薑茶這話倒是讓安紹成沒辦法反駁。


    他控製了詹姆斯和他的兄弟,但是再多的對於他來說,完全沒必要。


    可聽薑茶這麽說,似乎確實有些什麽事情是他不知道的。


    “看看,就說你當兒子的不合格。”


    “事情到這裏,你又開始替顧元達說話了?”


    提起顧元達,安紹成的語氣中滿是不屑,似乎這人不是自己帶著血緣關係的親爹,而是什麽令他厭惡的路人。


    “我說安先生,你不會講故事,卻是會說笑話。

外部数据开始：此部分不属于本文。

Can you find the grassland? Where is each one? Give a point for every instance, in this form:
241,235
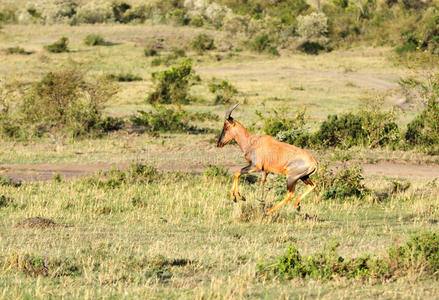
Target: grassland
180,236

”


    顧元達是個什麽玩意兒,說好聽點是顧家的管家,說不好聽,也不過是個下人。


    薑茶連顧南知這個主人都不放在眼裏,更何況他了。


    當然,薑茶對顧家人的態度取決於顧之宴對他們的態度。


    這幾次接觸下來,顧之宴明顯跟顧南知不合,不知道這個老東西做了什麽讓她家美人不高興的事情。


    不過,既然顧之宴的態度在那裏擺著,薑茶又何必對這個名義上的公公客氣。


    “難道我說的不對?”


    顧元達在顧家待了幾十年,沒有功勞也有苦勞,在外他的身份並不低,甚至很多公司老總還要給他三分顏麵。


    安紹成不信薑茶會不給顧元達麵子。


    “你把他看的過高,可惜他在我這裏並不是,你們父子倆在我這裏的待遇不分貴賤,都不配讓我看在眼裏。”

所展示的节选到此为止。